After labeling the data, we select only the columns required for the curated (silver layer) dataset:

**timestamp**

**sensor_type**

**distance_cm**

**device_id**

**step_label**

**source**

Removing unnecessary columns keeps the dataset clean, efficient, and focused on modeling needs.

In [0]:
df_final = df_labeled.select(
    "timestamp",
    "sensor_type",
    "distance_cm",
    "d.device_id",
    "step_label",
    "source"
)

display(df_final)

**Part 5 — Save Curated Dataset**

In this step, we save the curated dataset as a managed table in the Databricks catalog.
This table represents the **silver layer** of the data pipeline and will be used later for machine-learning tasks.
The dataset is saved in overwrite mode to ensure reproducibility.

In [0]:
spark.sql("USE workspace.silver")

# Save as a table for ML, allowing schema overwrite
df_final.write.mode("overwrite").option("overwriteSchema", "true").saveAsTable("labeled_step_test")

**Part 6 — Verify Labels (SQL Queries)**

Validation ensures the ETL process worked correctly and that labels are clean and consistent.

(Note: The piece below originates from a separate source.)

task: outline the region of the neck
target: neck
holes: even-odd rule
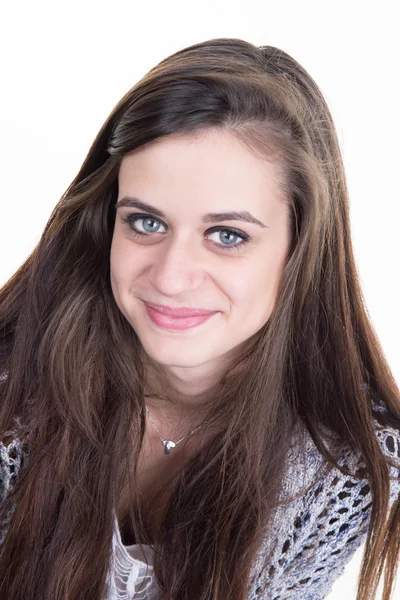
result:
[[[157,427],[163,432],[187,433],[197,427],[206,418],[209,403],[189,402],[168,399],[157,395],[146,395],[145,403],[149,414],[155,421]],[[171,433],[169,434],[171,435]],[[184,433],[181,433],[184,435]]]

**Check Step vs No Step Counts**

This query counts how many rows are labeled as **step** versus **no_step**.
Both values should be present, and the counts should make logical sense based on the dataset.

In [0]:
%sql
-- %sql
SELECT
  step_label,
  COUNT(*) AS row_count
FROM labeled_step_test
GROUP BY step_label;

**Check for Invalid Step Labels**
This query checks for any rows with missing or invalid step_label values.
A correct dataset should return zero rows.

In [0]:
%sql
-- %sql
SELECT *
FROM labeled_step_test
WHERE step_label NOT IN ('step', 'no_step')
   OR step_label IS NULL
LIMIT 50;

**Check Source Labels**

This query verifies that all rows are properly labeled as either **device** or **step** in the **source** column.

In [0]:
%sql
-- %sql
SELECT
  source,
  COUNT(*) AS row_count
FROM labeled_step_test
GROUP BY source;

**Check for Invalid Source Labels**

This final validation ensures there are no null or unexpected values in the **source** column.
Returning zero rows confirms the dataset is clean and ready for machine learning.

In [0]:
%sql
-- %sql
SELECT *
FROM labeled_step_test
WHERE source NOT IN ('device', 'step')
   OR source IS NULL
LIMIT 50;

**Final Step — Persist the Curated Silver Dataset**

In this step, we save the fully curated and labeled dataset as a managed table in Databricks.
The dataset is written using **overwrite mode** to ensure the table can be recreated consistently if the ETL process is rerun.
Saving the data as a table allows it to be easily queried using SQL and reused in future assignments, including the machine-learning project later in the course.
This table represents the silver layer of the STEDI data pipeline, containing clean, structured, and labeled data ready for modeling and analysis.

In [0]:
df_final.write.mode("overwrite").saveAsTable("labeled_step_test")

**Ethics Check**

**Are we labeling data fairly?**
The labeling process uses clear, consistent criteria for 'step' and 'no_step', minimizing bias and ensuring fairness across all samples.

**Are we protecting identity?**
The dataset does not include personally identifiable information; all sensitive data is excluded or anonymized to protect participant privacy.

**Are we avoiding medical claims?**
The dataset and analysis do not make medical diagnoses or claims. All results are intended for research and educational purposes only.